La Russie ne veut parler qu’aux « maîtres » de l’Ukraine

Géographiquement, l'objectif de guerre de Poutine en Ukraine reste flou : veut-il s'emparer complètement de l'Ukraine ou installer un régime satellite dans une sorte d'Ukraine croupion ? Il est clair que la « dénazification de l’Ukraine », dont Poutine avait déjà parlé dans sa déclaration de guerre du 24 février, est un code pour le renversement du gouvernement démocratiquement élu de Kiev.

Il est donc peu probable que Poutine soit disposé à s’engager dans de véritables négociations avec l’Ukraine ; Les « garanties de sécurité » qu’il exige, quelles qu’elles soient, ne pourraient de toute façon être fournies que par les États-Unis et l’OTAN. L'ancien président russe Dmitri Medvedev a déclaré il y a un an que la Russie ne pouvait pas parler à « un pays néo-nazi à moitié délabré » qui était « sous domination étrangère ». Les pourparlers ne sont possibles qu’« avec ses maîtres, à savoir avec Washington ». Assimiler le gouvernement ukrainien démocratiquement élu aux « fascistes » ou aux « nazis » fait partie du répertoire standard de la propagande d’État russe depuis dix ans.

En fin de compte, l’Ukraine devrait être démantelée

Dans l'interview télévisée, Poutine a laissé à son interlocuteur, le propagandiste télévisé qu'il avait nommé, Dmitri Kisselyov, qui était également directeur général de l'agence de presse d'État Rossiya Sevodnya, le soin de soulever la vieille accusation nazie.

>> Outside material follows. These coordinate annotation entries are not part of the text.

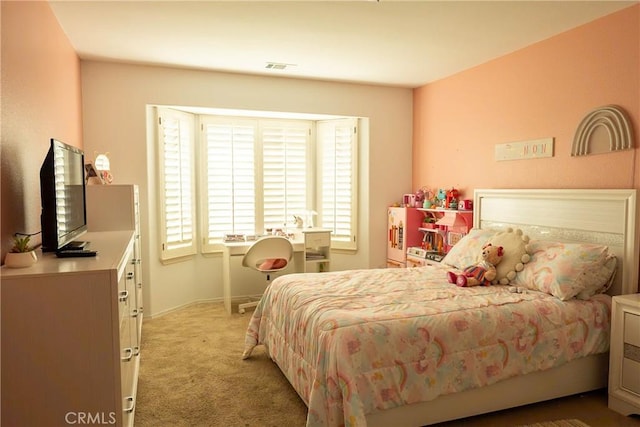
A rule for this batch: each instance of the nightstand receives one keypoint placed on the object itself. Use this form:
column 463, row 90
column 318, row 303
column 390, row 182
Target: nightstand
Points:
column 624, row 357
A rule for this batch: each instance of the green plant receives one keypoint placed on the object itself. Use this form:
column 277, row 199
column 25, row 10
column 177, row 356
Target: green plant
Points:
column 21, row 243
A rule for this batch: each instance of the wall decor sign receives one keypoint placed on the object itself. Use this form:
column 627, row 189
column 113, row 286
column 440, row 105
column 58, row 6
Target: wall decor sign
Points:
column 530, row 149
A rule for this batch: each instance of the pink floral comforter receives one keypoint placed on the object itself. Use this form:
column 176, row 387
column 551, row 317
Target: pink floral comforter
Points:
column 355, row 342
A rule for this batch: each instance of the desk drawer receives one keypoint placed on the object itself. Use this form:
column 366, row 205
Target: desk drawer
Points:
column 316, row 240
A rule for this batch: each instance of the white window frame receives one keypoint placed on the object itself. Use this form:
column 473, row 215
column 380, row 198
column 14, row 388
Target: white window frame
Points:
column 185, row 184
column 343, row 132
column 198, row 180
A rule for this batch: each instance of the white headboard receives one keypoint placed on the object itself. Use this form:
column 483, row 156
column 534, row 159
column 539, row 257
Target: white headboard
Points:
column 608, row 217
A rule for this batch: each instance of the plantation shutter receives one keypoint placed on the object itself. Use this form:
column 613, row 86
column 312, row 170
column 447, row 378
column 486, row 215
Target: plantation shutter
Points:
column 230, row 165
column 177, row 183
column 337, row 140
column 284, row 171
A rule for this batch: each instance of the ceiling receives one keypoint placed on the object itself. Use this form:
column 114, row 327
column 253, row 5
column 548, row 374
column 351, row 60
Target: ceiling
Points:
column 390, row 42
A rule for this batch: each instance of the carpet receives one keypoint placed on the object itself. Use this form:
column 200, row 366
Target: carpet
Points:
column 559, row 423
column 192, row 374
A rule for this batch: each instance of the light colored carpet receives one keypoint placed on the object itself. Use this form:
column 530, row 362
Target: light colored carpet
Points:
column 191, row 374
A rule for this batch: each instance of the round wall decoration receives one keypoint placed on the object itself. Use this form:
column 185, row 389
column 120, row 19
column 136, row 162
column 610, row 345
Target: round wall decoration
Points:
column 603, row 130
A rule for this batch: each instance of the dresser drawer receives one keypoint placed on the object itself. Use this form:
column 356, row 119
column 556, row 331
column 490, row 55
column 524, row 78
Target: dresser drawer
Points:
column 315, row 240
column 632, row 329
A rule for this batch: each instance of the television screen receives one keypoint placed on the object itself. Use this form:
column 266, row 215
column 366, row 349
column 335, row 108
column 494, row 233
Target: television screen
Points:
column 62, row 192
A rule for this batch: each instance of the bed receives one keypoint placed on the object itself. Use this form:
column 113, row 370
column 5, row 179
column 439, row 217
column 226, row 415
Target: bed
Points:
column 405, row 347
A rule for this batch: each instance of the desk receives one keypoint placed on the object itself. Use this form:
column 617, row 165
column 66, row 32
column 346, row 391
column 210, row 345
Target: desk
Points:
column 247, row 282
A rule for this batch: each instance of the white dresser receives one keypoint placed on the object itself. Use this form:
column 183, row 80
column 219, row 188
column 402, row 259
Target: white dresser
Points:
column 113, row 208
column 69, row 344
column 624, row 365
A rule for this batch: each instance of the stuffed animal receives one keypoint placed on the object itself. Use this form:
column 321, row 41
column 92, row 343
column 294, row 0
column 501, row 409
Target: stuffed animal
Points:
column 482, row 273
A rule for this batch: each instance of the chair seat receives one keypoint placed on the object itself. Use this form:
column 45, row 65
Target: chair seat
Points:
column 267, row 255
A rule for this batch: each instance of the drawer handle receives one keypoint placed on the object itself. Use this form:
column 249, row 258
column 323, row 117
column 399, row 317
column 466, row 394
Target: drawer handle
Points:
column 129, row 404
column 123, row 296
column 128, row 354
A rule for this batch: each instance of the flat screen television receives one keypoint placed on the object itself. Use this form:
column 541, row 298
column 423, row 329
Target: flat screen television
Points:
column 62, row 193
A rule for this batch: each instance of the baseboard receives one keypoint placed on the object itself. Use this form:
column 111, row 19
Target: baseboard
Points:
column 179, row 307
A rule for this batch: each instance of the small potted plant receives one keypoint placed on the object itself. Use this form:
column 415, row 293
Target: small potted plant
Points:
column 22, row 254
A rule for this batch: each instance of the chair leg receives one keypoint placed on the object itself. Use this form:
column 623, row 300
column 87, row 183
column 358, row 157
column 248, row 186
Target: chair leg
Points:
column 243, row 306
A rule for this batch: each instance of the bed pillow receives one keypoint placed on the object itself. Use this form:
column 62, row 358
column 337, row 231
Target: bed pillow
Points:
column 566, row 270
column 516, row 254
column 467, row 251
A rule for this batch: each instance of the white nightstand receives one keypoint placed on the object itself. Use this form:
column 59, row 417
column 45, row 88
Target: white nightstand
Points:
column 624, row 362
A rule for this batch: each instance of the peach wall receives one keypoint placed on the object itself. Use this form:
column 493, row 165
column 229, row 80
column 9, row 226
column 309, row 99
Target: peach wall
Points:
column 41, row 99
column 540, row 91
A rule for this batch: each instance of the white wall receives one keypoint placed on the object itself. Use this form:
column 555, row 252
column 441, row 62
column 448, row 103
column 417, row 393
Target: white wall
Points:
column 115, row 104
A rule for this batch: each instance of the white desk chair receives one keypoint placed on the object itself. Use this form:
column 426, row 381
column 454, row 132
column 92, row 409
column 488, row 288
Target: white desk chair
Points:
column 267, row 255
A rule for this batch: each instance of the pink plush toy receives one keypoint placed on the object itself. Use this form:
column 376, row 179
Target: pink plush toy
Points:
column 482, row 273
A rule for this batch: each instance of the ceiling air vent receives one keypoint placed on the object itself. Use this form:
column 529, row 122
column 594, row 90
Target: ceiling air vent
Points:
column 278, row 66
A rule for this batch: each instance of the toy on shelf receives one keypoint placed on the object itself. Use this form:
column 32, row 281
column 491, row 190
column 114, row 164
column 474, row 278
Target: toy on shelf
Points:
column 451, row 199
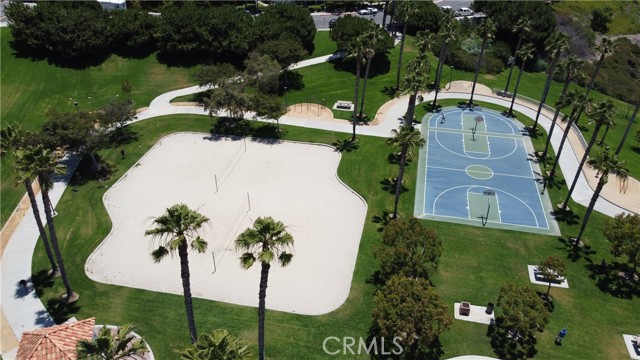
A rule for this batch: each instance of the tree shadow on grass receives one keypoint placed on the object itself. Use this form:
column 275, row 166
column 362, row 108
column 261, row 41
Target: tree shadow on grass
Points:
column 389, row 185
column 574, row 253
column 346, row 145
column 616, row 279
column 507, row 346
column 61, row 311
column 41, row 281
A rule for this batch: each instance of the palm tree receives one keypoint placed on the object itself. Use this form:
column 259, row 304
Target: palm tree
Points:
column 572, row 68
column 405, row 10
column 179, row 228
column 218, row 345
column 357, row 50
column 266, row 241
column 576, row 100
column 447, row 34
column 604, row 163
column 25, row 173
column 43, row 164
column 557, row 44
column 112, row 345
column 626, row 131
column 605, row 48
column 415, row 81
column 372, row 37
column 524, row 54
column 486, row 31
column 522, row 28
column 407, row 137
column 600, row 114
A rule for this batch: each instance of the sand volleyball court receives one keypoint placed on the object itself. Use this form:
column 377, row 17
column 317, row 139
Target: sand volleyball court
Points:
column 292, row 182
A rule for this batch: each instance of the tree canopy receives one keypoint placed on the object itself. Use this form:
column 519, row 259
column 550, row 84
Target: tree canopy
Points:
column 623, row 232
column 411, row 310
column 409, row 248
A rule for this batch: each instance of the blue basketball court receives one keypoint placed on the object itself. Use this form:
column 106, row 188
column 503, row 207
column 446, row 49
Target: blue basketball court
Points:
column 477, row 169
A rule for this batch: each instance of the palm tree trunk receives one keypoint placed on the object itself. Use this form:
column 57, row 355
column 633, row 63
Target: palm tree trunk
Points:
column 54, row 243
column 506, row 87
column 364, row 84
column 552, row 174
column 441, row 59
column 515, row 91
column 408, row 116
column 403, row 161
column 555, row 118
column 591, row 82
column 355, row 102
column 262, row 295
column 404, row 33
column 475, row 77
column 43, row 234
column 626, row 131
column 186, row 289
column 592, row 204
column 582, row 162
column 384, row 14
column 545, row 92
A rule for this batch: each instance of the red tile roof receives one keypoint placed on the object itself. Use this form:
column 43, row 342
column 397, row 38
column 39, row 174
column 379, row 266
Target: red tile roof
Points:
column 56, row 342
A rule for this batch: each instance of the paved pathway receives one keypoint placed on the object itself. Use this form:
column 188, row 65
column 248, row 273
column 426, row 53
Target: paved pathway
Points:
column 24, row 311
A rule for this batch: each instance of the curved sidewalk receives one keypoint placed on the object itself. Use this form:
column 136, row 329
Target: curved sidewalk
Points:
column 24, row 311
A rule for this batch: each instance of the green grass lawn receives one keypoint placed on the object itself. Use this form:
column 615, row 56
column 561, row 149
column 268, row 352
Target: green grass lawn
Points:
column 475, row 263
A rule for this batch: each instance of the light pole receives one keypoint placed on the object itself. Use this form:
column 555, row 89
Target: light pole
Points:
column 488, row 193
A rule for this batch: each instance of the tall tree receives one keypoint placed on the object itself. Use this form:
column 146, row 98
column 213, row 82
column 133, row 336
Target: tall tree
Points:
column 623, row 232
column 520, row 314
column 605, row 48
column 26, row 173
column 112, row 344
column 404, row 11
column 178, row 229
column 406, row 138
column 572, row 69
column 486, row 31
column 357, row 50
column 525, row 54
column 266, row 241
column 628, row 129
column 408, row 248
column 371, row 37
column 576, row 100
column 410, row 308
column 604, row 163
column 447, row 34
column 556, row 46
column 600, row 114
column 552, row 269
column 217, row 345
column 44, row 163
column 523, row 29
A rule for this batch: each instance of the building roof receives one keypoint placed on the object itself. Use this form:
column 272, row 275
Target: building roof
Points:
column 56, row 342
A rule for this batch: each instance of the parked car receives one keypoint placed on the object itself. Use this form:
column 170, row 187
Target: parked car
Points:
column 463, row 12
column 368, row 11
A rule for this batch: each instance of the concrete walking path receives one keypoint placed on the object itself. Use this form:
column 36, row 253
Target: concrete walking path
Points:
column 25, row 311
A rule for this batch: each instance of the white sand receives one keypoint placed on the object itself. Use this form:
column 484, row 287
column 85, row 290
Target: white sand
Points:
column 292, row 182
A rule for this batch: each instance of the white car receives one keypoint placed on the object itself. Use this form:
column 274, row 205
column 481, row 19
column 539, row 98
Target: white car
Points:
column 463, row 12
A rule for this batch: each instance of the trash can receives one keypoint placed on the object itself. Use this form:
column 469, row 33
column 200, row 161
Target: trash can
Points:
column 489, row 310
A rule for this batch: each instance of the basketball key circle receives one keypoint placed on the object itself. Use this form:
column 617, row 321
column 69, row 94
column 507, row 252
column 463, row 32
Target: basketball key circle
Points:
column 479, row 172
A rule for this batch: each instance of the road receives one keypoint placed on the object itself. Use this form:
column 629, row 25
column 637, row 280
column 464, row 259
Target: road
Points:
column 321, row 19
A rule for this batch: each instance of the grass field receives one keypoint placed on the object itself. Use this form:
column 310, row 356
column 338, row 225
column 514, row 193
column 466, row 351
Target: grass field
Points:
column 475, row 263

Kisselyov a déclaré que les « régimes nazis » ne se dissoudraient pas d'eux-mêmes, mais « disparaîtraient à la suite de défaites militaires ». Cela a été le cas en Allemagne, en Italie et au Japon et cela se produira également avec le « régime nazi de Bandera ».

Le fait que Poutine considère l’Ukraine comme un territoire qui devrait être divisé par les pays voisins apparaît clairement ailleurs dans l’interview. Si les troupes polonaises se rendent en Ukraine pour soi-disant sécuriser la frontière biélorusse-ukrainienne afin de soulager les troupes ukrainiennes, « alors les troupes polonaises y resteront », explique Poutine. Parce que les Polonais voulaient récupérer la partie de l’Ukraine occidentale que Staline leur avait enlevée. L'ancienne Wroclaw (Breslau), par exemple, était peuplée de nombreux Polonais expulsés de Lviv, mais le retour n'est pas plus un problème en Pologne que le déplacement de la frontière orientale allemande en Allemagne.

La seule question qui reste ouverte est de savoir si Poutine et son entourage croient à ce qu’ils racontent. Ce n’est qu’au début du mois de mars que Medvedev, chef adjoint du Conseil de sécurité russe, a annoncé que l’Ukraine était « définitivement la Russie ». Il a montré une carte, au cours de laquelle l’Ukraine a été en grande partie engloutie par la Russie, et des parties plus petites par la Pologne, la Hongrie et la Roumanie. Dans cette dystopie russe, tout ce qui reste de l’Ukraine proprement dite est une parcelle autour de Kiev, sur la rive ouest du Dniepr.

C’est d’ailleurs la raison pour laquelle l’Ukraine rejette actuellement les négociations. Les déclarations de Poutine et les crimes de guerre systématiques commis par les Russes en Ukraine prouvent que cette guerre concerne l'existence de l'Ukraine en tant qu'État et société.